The FRU is 79F3443 for all sorts of "Mod. 35/56/76" 118 Watt power supplies, the P/N might differ. The objection on the failure rate however is my own - and derived from a decade with these units from which 90% had the Italian Magnetek PSU - and all of them were Greenock/UK productions (serial number starts with 55-). So the statistical number might be invalid, because I did not have too many units under my hands with Non-Magnetek PSUs. But these *are* know for significant high long-term failure rates.
While being on it: I have seen a few 9556 with ASTEC / Taiwan PSUs.
> As for the delay after power off, I was aware of that, but this problem makes the machine unusable for a couple of hours afterwards. [snipped] Then if I come back and power it on a couple of hours later, it runs like normal for only a few minutes.
Hmmm. That sounds a lot after a shot / dying PSU. But can be the planar as well. Maybe it is a coincidence, but I have a Mod. 95 with a Delta-PSU. Once you switch it on it takes about 10 - 15 seconds before any light comes on and the fans start to turn.
> Out of curiosity, if the PSU was failing, would it get hot or anything like that?
Not necessarily. On the Magnetek-units the failure is basically caused by a too high thermal loss on one or two resistors, which are dimensioned for a loss of 1/8th Watt ... over the years they are "cooked" - get brittle, until they are so much worn that they burn off. A short "pop" - and they're gone. Now the standby-part of the PSU is non-functional (does not supply the sense voltage for the electronic switch any longer) and the main power supply cannot be turned on. Often the failing resistor causes an overvoltage in a Z-Diode - which damages a Thyristor ... which fries some other components ... a little firework. The PSUs used to have a certain "electronic smell" after burned resistors and capacitors. When you disassemble the PSU you will found some parts that turned into coal and a printboard having turned to a dark brownish color in some areas.
Sometimes the PSU still works - partially. You can turn it on with unplugging / plugging back the AC-plug ... but the on/off switch is no longer functional.

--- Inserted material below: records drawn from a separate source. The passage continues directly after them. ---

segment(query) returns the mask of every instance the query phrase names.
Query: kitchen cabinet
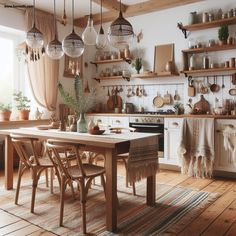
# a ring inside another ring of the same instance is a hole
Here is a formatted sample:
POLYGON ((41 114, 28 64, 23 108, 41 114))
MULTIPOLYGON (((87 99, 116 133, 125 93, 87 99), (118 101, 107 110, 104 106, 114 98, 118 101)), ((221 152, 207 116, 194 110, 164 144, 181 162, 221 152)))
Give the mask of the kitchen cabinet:
POLYGON ((236 127, 236 120, 217 119, 215 120, 215 162, 214 170, 236 172, 236 166, 233 164, 231 152, 224 148, 223 130, 225 126, 233 125, 236 127))
POLYGON ((160 163, 178 165, 177 149, 180 142, 182 118, 165 118, 164 120, 164 158, 160 163))

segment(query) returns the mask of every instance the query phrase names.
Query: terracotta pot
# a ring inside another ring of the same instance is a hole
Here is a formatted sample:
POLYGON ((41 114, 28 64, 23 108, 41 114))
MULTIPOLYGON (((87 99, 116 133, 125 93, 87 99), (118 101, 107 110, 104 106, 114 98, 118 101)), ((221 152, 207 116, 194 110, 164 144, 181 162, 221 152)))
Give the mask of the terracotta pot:
POLYGON ((28 120, 30 110, 19 110, 19 120, 28 120))
POLYGON ((0 111, 0 121, 10 120, 11 111, 0 111))

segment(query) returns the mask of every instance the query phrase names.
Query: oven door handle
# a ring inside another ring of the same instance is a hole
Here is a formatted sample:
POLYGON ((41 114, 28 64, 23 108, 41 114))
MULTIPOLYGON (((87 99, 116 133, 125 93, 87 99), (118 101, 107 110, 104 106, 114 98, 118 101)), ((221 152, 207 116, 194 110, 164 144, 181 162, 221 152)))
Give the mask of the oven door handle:
POLYGON ((160 125, 132 125, 133 128, 160 128, 160 125))

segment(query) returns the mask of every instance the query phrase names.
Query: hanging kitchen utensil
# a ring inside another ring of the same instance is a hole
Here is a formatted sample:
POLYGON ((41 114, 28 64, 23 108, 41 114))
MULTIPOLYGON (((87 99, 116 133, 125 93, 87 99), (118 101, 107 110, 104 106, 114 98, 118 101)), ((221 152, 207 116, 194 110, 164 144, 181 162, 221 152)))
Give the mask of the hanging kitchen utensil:
POLYGON ((231 75, 231 82, 233 85, 236 85, 236 73, 231 75))
POLYGON ((175 101, 179 101, 179 100, 180 100, 180 96, 179 96, 179 94, 178 94, 177 89, 175 90, 174 100, 175 100, 175 101))
POLYGON ((222 75, 222 86, 221 86, 222 89, 225 88, 225 77, 224 75, 222 75))
POLYGON ((88 80, 87 80, 87 82, 86 82, 86 86, 85 86, 85 88, 84 88, 84 92, 85 92, 85 93, 90 93, 88 80))
POLYGON ((193 86, 192 76, 188 77, 188 96, 195 97, 196 91, 195 87, 193 86))
POLYGON ((201 94, 206 94, 208 92, 208 88, 204 86, 203 82, 201 81, 200 83, 200 93, 201 94))
POLYGON ((156 97, 154 97, 153 99, 153 105, 157 108, 163 107, 164 105, 164 101, 163 98, 159 95, 157 95, 156 97))
POLYGON ((171 104, 171 95, 168 93, 168 91, 164 95, 163 101, 165 104, 171 104))
POLYGON ((217 84, 216 76, 214 76, 214 83, 211 85, 210 90, 212 93, 219 92, 220 86, 217 84))

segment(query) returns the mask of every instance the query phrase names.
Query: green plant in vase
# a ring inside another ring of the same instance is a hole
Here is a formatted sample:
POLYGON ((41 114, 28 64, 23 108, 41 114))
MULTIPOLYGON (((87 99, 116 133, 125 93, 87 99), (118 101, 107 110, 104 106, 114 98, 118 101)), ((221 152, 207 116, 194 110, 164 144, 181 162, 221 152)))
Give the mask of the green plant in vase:
POLYGON ((88 112, 94 105, 95 90, 91 89, 90 93, 84 92, 80 75, 75 76, 74 94, 65 91, 63 85, 58 83, 58 91, 64 103, 74 110, 79 120, 77 121, 77 132, 86 133, 87 123, 85 113, 88 112))
POLYGON ((218 38, 220 40, 220 44, 226 44, 227 39, 229 37, 229 28, 228 25, 221 25, 218 30, 218 38))
POLYGON ((140 73, 140 70, 142 69, 142 66, 143 66, 142 58, 140 58, 140 57, 135 58, 135 60, 132 63, 132 67, 135 68, 135 70, 137 71, 137 74, 140 73))
POLYGON ((16 107, 19 111, 19 119, 28 120, 30 113, 30 99, 26 97, 22 91, 13 93, 13 97, 16 101, 16 107))
POLYGON ((11 109, 12 109, 12 106, 10 103, 7 105, 0 103, 0 121, 10 120, 11 109))

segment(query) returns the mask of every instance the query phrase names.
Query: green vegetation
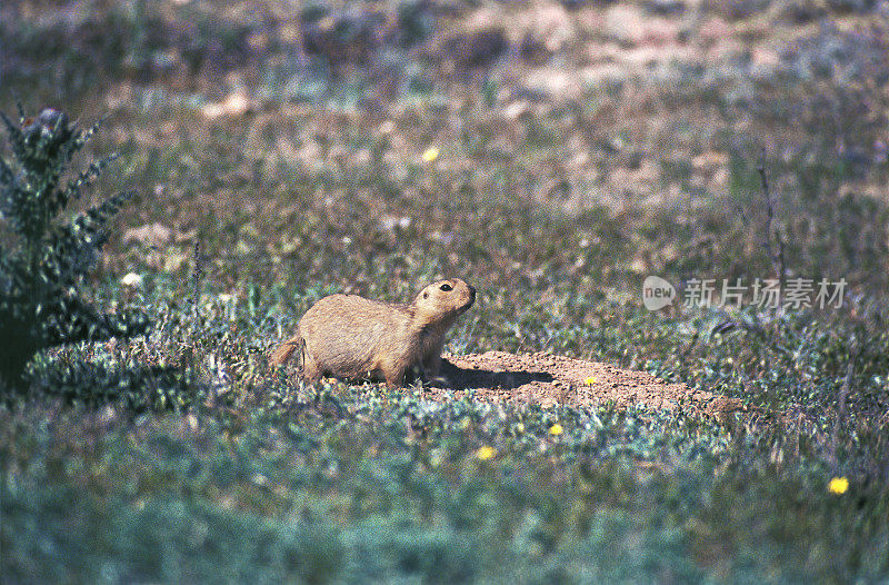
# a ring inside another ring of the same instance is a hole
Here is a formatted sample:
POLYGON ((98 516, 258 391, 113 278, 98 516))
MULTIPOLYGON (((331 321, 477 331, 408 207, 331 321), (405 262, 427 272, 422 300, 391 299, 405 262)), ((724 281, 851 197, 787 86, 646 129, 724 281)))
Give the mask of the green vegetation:
POLYGON ((4 577, 889 578, 879 3, 63 4, 0 7, 0 111, 58 109, 7 120, 2 275, 78 299, 0 320, 4 577), (652 38, 673 57, 633 69, 652 38), (61 111, 108 118, 81 133, 61 111), (479 290, 456 353, 602 360, 747 410, 433 401, 266 367, 321 296, 448 275, 479 290), (652 313, 648 275, 848 288, 652 313), (47 333, 82 315, 152 327, 47 333))
POLYGON ((92 207, 68 225, 54 217, 77 200, 109 159, 94 162, 62 187, 66 166, 96 131, 83 133, 50 108, 36 119, 20 111, 18 123, 0 113, 16 162, 0 159, 0 210, 20 240, 0 251, 0 384, 22 388, 24 367, 34 353, 76 341, 128 338, 144 333, 146 316, 128 311, 101 315, 78 295, 87 270, 107 238, 102 227, 132 194, 92 207))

I think yours might be partially damaged, so that the "Power Good" line from the PSU to the planar hangs in "undefined" condition, which holds the Reset line of the CPU low. Therefore the HDs and fans start to spin - but the board does not start up the power on self test (POST) and memory count during that. This -however- could be a symptom of a shot board with a thermal malfunction as well.
Therefore my recommendation: try to get a spare PSU to test the unit with it. It is good to have a spare anyway. Maybe there is someone out who can lend out one for a test...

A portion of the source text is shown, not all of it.